OVERBY: I did. He was there pleading guilty to two felonies in the Jack Abramoff scandal. He admitted that he had solicited and taken gifts from Abramoff and his colleagues while doing favors for the clients. He's the first lawmaker to plead guilty or to be convicted in this case.
The remarkable thing is that he hasn't resigned and he is under intense pressure. The White House wants him to resign. The House leaders say they will expel him during the lame duck session if he doesn't resign first.
NORRIS: And the Abramoff case, which you just mentioned, that's been in the news on and off now for more than two years. Tell us about the report that came out this week concerning that case.
OVERBY: Okay. It's sort of a sleeper report. It came out focusing on five tax exempt groups that Abramoff worked with - conservative tax exempt groups -notably Americans for Tax Reform, which is headed by Grover Norquist, who's sort of a centerpiece of the conservative establishment here.

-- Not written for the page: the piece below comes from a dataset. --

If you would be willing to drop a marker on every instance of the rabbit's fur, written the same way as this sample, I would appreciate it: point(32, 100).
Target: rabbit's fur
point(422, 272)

The report says that Abramoff, he would arrange with clients to send money to the groups, and then the groups would do things like write op-ed pieces supporting his client's positions. The report comes from the Democrats on the Senate Finance Committee.
It's a minority report. It raises questions about whether these groups crossed the line of what tax exempt groups are allowed to do to keep their tax exemption. Americans for Tax Reform has a response to that. The response is basically what do you expect from the Democrats three weeks before the election.
NORRIS: Now as we continue to tick through this, there's the continuing fall out from the scandal involving now former Congressman Mark Foley, Republican from Florida. What's the latest on that?
OVERBY: The latest is that the House Ethics Committee has really seriously started investigating this. They have not dittered the way they usually do in ethics cases. Yesterday they heard from Kirk Fordham, who used to be Foley's chief of staff. He is one of the people who says that he warned House Speaker Dennis Hastert's staff three years ago about Foley's problems and he stuck with his story yesterday when he testified.
Today, they heard from John Shimkus, who is chairman of the House page program, and he says he wishes now he had told the other members of the page board what was going on with Foley and his interest in the male pages.
NORRIS: So he's saying he wishes he would have handled that a bit differently?
OVERBY: Yeah, 20/20 hindsight was the phrase he used. And the committee's going to continue next week hearing from more House Republicans who had raised questions about Foley over the past several years.
NORRIS: Now, Republicans - we should say - weren't the only ones in the headlines for questionable actions this week.
OVERBY: That's true. Senate Majority Leader Harry Reid was the subject of an Associated Press story that has to do with a land deal that he was involved in between 1998 and 2004. It's a complicated deal. He bought the land in '98. He sold it in 2004 for more than double what he paid for it.
He says it was sloppy record keeping, sloppy compliance with ethics laws. Republicans have embraced this as a sign of bipartisan ethics problems. They've sent out 19 e-mails about Harry Reid just since yesterday morning.
NORRIS: And just a quick follow up, Peter, did he break the law or are we talking about a possible ethical lapse?
OVERBY: It's hard to say. His stance is that he didn't break the law. That he may have to amend his ethics, his financial disclosure reports if the Senate Ethics Committee tells him to. Republicans say that there is more here, but they're not too precise about what the something more is.
NORRIS: Thank you, Peter.
OVERBY: Thank you, Michele.
NORRIS: That was NPR correspondent Peter Overby.